Still, conservatives are going to continue to love Yellowstone because it at least acknowledges that there are two sides to the story. Smart artists know that their job isn’t to provide the right answers but to create relatable characters that ask the right questions, or at least questions people in the real-world care about. That’s why Yellowstone is a phenomenon.
Yellowstone has popularized issues like property rights, land management and conservation like no other show. The Property and Environment Research Center (PERC) devoted an entire issue of their news magazine to the issues raised by Yellowstone.
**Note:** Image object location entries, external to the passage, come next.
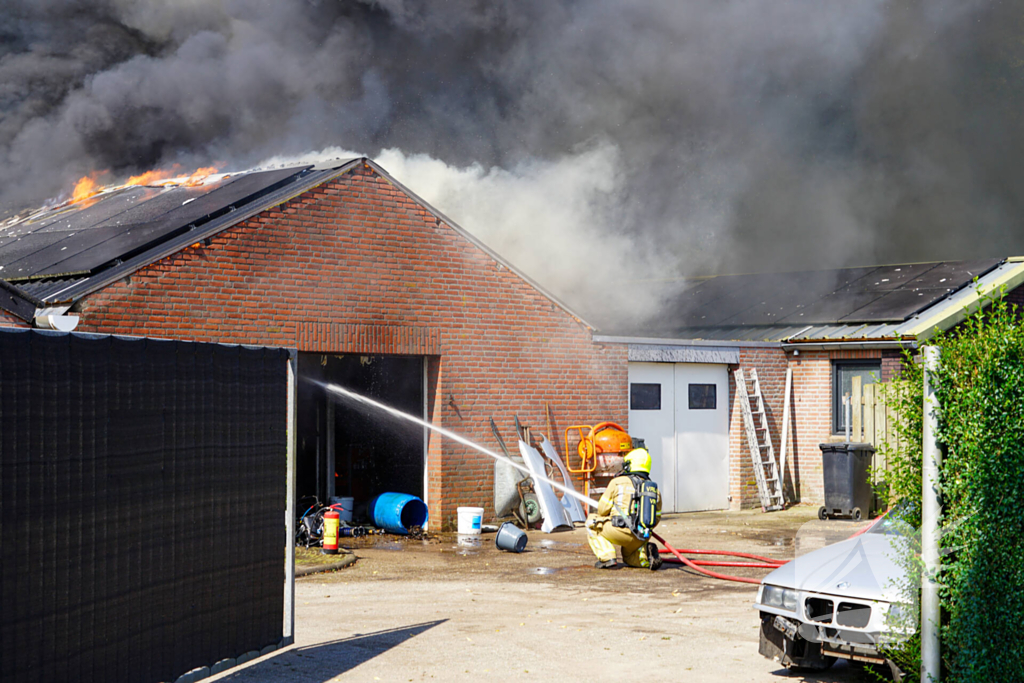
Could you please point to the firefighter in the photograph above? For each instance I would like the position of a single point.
(607, 528)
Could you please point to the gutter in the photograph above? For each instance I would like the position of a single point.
(853, 344)
(606, 339)
(964, 306)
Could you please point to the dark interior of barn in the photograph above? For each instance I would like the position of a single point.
(372, 453)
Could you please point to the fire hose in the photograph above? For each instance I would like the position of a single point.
(766, 563)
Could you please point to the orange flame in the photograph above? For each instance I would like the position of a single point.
(173, 173)
(84, 188)
(199, 175)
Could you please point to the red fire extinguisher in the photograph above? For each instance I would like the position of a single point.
(331, 522)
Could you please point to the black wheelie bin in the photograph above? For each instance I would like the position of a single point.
(848, 491)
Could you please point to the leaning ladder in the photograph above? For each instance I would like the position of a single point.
(759, 439)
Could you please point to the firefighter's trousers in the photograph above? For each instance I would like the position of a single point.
(603, 537)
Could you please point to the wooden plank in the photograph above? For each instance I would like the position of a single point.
(881, 428)
(782, 446)
(869, 397)
(857, 408)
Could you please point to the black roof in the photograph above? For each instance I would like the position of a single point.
(844, 296)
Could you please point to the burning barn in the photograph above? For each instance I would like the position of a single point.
(377, 291)
(380, 293)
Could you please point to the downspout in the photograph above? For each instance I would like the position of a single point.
(930, 511)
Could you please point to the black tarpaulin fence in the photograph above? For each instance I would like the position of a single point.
(141, 492)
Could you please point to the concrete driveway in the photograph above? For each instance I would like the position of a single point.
(412, 610)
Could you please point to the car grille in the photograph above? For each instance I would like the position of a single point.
(819, 609)
(852, 614)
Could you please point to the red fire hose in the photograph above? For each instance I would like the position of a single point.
(766, 563)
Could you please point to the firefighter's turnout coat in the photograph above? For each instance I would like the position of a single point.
(605, 528)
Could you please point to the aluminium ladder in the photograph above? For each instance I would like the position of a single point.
(759, 439)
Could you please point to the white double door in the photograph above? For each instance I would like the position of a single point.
(685, 424)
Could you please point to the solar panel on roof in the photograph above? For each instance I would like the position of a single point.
(73, 219)
(132, 226)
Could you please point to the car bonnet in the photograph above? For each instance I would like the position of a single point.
(869, 566)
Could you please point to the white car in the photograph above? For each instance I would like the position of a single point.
(839, 601)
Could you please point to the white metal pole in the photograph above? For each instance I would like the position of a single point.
(930, 511)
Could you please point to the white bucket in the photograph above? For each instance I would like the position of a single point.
(346, 503)
(469, 520)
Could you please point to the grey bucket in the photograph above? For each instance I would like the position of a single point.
(510, 538)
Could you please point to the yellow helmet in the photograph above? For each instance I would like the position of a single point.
(637, 460)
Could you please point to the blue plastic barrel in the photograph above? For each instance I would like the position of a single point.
(396, 513)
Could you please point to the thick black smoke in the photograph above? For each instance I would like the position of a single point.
(741, 135)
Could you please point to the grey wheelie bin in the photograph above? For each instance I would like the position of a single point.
(848, 489)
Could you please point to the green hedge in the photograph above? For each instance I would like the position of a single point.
(980, 388)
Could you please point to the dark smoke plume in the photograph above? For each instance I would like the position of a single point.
(691, 136)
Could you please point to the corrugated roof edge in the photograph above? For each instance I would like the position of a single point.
(955, 307)
(476, 242)
(17, 303)
(292, 350)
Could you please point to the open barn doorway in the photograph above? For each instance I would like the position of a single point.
(351, 451)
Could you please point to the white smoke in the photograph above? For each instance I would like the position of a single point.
(557, 220)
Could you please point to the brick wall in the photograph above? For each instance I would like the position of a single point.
(770, 364)
(355, 265)
(810, 418)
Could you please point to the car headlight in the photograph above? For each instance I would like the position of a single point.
(779, 597)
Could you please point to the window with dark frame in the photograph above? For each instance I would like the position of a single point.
(704, 396)
(869, 372)
(645, 396)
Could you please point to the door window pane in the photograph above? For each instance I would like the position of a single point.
(645, 396)
(704, 396)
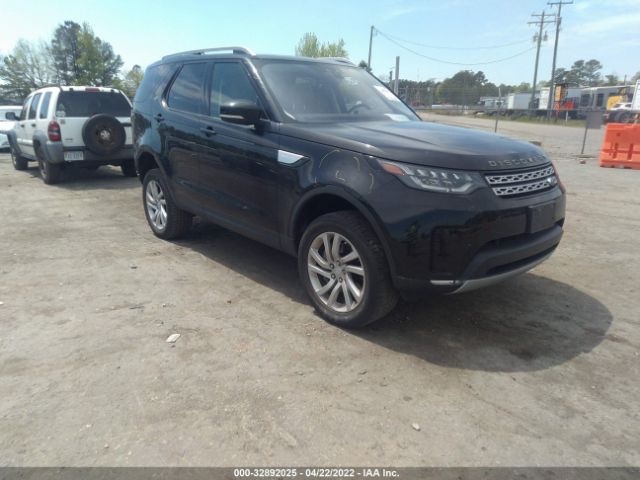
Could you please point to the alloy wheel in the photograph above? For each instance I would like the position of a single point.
(336, 272)
(156, 205)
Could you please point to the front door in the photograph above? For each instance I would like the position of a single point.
(24, 140)
(238, 168)
(179, 121)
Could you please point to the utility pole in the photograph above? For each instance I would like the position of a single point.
(395, 84)
(552, 85)
(541, 24)
(370, 45)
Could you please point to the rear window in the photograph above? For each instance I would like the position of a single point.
(44, 108)
(154, 78)
(186, 91)
(34, 105)
(87, 104)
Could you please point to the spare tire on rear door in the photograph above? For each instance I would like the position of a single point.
(103, 134)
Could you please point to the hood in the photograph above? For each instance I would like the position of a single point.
(423, 143)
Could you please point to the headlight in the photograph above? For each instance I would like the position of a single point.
(434, 179)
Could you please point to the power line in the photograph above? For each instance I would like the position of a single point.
(552, 86)
(443, 47)
(439, 60)
(540, 24)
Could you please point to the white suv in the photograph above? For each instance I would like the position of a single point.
(63, 126)
(7, 116)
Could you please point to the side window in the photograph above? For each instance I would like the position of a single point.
(230, 83)
(44, 108)
(25, 108)
(186, 91)
(34, 106)
(153, 81)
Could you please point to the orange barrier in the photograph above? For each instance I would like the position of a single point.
(621, 146)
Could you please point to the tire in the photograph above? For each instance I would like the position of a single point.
(156, 197)
(103, 134)
(128, 168)
(369, 273)
(19, 162)
(50, 173)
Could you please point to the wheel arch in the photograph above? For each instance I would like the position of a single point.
(323, 200)
(146, 160)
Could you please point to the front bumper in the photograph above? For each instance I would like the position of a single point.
(454, 243)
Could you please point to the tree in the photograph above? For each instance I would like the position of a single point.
(81, 58)
(465, 88)
(132, 80)
(65, 51)
(27, 68)
(310, 46)
(592, 72)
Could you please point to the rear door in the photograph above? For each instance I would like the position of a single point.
(30, 124)
(75, 107)
(238, 169)
(179, 125)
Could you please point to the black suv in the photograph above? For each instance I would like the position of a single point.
(319, 159)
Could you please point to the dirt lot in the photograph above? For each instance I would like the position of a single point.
(543, 370)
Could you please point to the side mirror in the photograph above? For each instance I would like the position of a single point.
(241, 112)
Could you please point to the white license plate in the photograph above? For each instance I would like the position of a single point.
(73, 156)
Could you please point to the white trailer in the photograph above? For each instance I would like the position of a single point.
(635, 103)
(518, 101)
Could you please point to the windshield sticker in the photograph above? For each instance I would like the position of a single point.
(386, 93)
(397, 117)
Those issues matter a lot to America’s farmers and ranchers. I live on a 62-acre farm in Pleasant Valley, Maryland, a picturesque ten-mile-long valley between South Mountain and Elk Ridge near Harpers Ferry and Antietam. The founder of my farm, Captain Hezekiah Boteler, a veteran of the War of 1812, and his descendants saw their farm dwindle over the years from the encroachment of the state and developers. They fought mightily to keep their farm in their family and did for 160 years. Their battles are now my battles, and the battles of my neighbors.
Thankfully, developers don’t want to build an airport in my valley like they do in Yellowstone but there is an effort to carve up the valley’s farmland with a bike path on an old rail line the state should have given back to property owners. Anyone who has watched Yellowstone will have no doubt about which side John Dutton would pick.
The show also makes it clear that property rights means property responsibility. This ethic is the norm, not the exception, in red-state America. Caring for “my land” means being aware of how my decisions affect my neighbor’s land and future generations. What I put in my stream affects my neighbor downstream, and there is always someone upstream. Some of Yellowstone’s best scenes depict Dutton enforcing this ethics in very colorful – and brutal – ways (Hint: Google “Yellowstone rattlesnake cooler”).
Good shows entertain. Great shows resonate. Yellowstone would have to go very “woke” to turn off red-state Americans. Yellowstone asks viewers to imagine not just an America that was, but an America that could be. That dream deserves a chance to succeed in not just red states, but all states.